In the end, assigning a label of “friend” or “foe” to Jupiter is far too black and white. Like anything else in the Universe, it’s capable of doing things that can be a net benefit or a net harm. Usually it’s a mix of both. That’s why I like Kevin’s title for his paper: Robert Louis Stevenson’s tale of a man tortured by his inner beast showed us that we all have the potential for good and evil. As a dork, I’ll add that the Star Trek episode “The Beast Within” (where Kirk gets split by a transporter accident into a Good Kirk and Evil Kirk) probed this idea further, showing we need both sides of our personae to make us who we are.
Should we be surprised it’s any different for planets? To push the dorkiness further, we need to embrace both the dark and the light side of the force (of gravity) of Jupiter. It made things rough for a while, but it also paved the way for life to begin on Earth. In the end, that’s probably a fair trade.
Postscript: I have to add that Kevin’s work is not the last word on this.

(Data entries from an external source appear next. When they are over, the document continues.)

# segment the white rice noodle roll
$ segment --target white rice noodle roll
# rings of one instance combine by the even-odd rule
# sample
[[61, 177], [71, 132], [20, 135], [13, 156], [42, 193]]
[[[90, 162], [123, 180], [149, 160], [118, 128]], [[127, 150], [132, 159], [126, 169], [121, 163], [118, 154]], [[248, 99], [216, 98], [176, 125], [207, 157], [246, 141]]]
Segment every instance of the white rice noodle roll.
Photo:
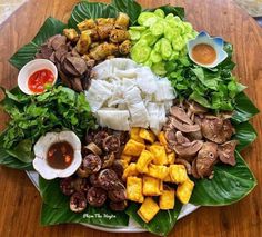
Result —
[[129, 112], [131, 116], [131, 127], [149, 127], [149, 115], [143, 102], [129, 105]]
[[100, 109], [97, 111], [98, 122], [102, 127], [108, 127], [114, 130], [128, 131], [129, 111], [118, 109]]

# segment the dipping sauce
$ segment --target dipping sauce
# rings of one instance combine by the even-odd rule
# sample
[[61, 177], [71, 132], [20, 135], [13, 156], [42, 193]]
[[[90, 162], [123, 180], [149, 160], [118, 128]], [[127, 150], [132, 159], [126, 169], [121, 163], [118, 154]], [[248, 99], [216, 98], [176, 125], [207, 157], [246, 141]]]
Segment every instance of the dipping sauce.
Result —
[[216, 59], [216, 52], [212, 46], [199, 43], [192, 49], [192, 57], [201, 65], [211, 65]]
[[66, 169], [73, 161], [73, 148], [67, 141], [53, 144], [47, 156], [48, 165], [54, 169]]
[[34, 71], [28, 80], [28, 88], [34, 93], [41, 93], [44, 91], [44, 85], [53, 83], [54, 76], [49, 69], [41, 69]]

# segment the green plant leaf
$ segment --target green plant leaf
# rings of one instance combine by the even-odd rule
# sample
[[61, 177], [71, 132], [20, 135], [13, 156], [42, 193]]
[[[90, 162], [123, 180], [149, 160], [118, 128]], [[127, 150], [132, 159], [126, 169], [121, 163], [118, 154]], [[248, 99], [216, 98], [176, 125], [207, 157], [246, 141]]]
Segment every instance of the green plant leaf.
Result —
[[127, 214], [141, 227], [160, 236], [167, 236], [173, 229], [182, 208], [182, 204], [175, 200], [175, 207], [173, 210], [160, 210], [157, 216], [147, 224], [137, 214], [140, 206], [141, 205], [139, 204], [131, 203], [127, 209]]
[[224, 206], [244, 198], [256, 180], [248, 165], [235, 151], [236, 165], [216, 165], [212, 179], [195, 179], [190, 203], [201, 206]]
[[129, 224], [129, 216], [124, 213], [115, 213], [107, 207], [90, 207], [77, 214], [70, 210], [69, 203], [62, 208], [52, 208], [47, 204], [42, 204], [41, 225], [57, 225], [64, 223], [85, 223], [103, 227], [123, 227]]
[[77, 24], [84, 19], [115, 18], [117, 16], [118, 10], [111, 4], [82, 1], [74, 6], [68, 26], [77, 29]]
[[129, 16], [131, 26], [137, 22], [142, 7], [134, 0], [112, 0], [111, 3], [118, 11], [124, 12]]
[[234, 128], [235, 128], [235, 135], [232, 137], [232, 139], [239, 140], [239, 145], [236, 146], [236, 149], [239, 151], [243, 150], [245, 147], [252, 144], [258, 137], [255, 129], [248, 121], [236, 124]]
[[31, 42], [19, 49], [11, 58], [10, 62], [16, 68], [21, 69], [27, 62], [34, 58], [38, 48], [47, 41], [48, 38], [62, 33], [66, 24], [54, 18], [48, 18], [42, 27], [40, 28], [38, 34], [33, 38]]
[[164, 6], [160, 6], [158, 8], [153, 8], [153, 9], [144, 9], [144, 11], [154, 11], [155, 9], [162, 9], [167, 14], [169, 13], [173, 13], [174, 16], [178, 16], [180, 19], [184, 20], [184, 8], [181, 7], [173, 7], [171, 4], [164, 4]]
[[240, 92], [235, 97], [235, 111], [232, 120], [236, 124], [248, 121], [256, 113], [259, 113], [259, 109], [244, 92]]
[[81, 214], [71, 211], [69, 197], [61, 192], [59, 179], [46, 180], [39, 177], [39, 189], [44, 203], [41, 211], [42, 225], [87, 223], [107, 227], [128, 226], [129, 217], [124, 211], [112, 211], [107, 206], [101, 208], [88, 206]]

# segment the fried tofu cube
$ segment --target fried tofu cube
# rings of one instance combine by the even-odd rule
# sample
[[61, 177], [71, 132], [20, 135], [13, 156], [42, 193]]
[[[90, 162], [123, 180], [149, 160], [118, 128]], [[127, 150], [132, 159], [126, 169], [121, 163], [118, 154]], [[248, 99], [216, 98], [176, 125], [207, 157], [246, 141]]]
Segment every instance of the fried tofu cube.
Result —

We know the planets affected each other in the early solar system, causing their orbits to shift as well (current thinking is that the total mass of the smaller objects moved around may have been significant enough to affect the planets, too); though by how much we don't know. This effect wasn't included in his simulations, and a few other difficult-to-model effects were not included either. There may yet be more to this story, and there’s much work left to be done to find it. In other words: Expect sequels.
* Full disclosure: Kevin and I have been friends for a long time; we’ve done TV science show consulting together, and panels at DragonCon and San Diego Comic Con over the years about the science in science fiction. I also wrote a foreword to a book he did on that topic as well.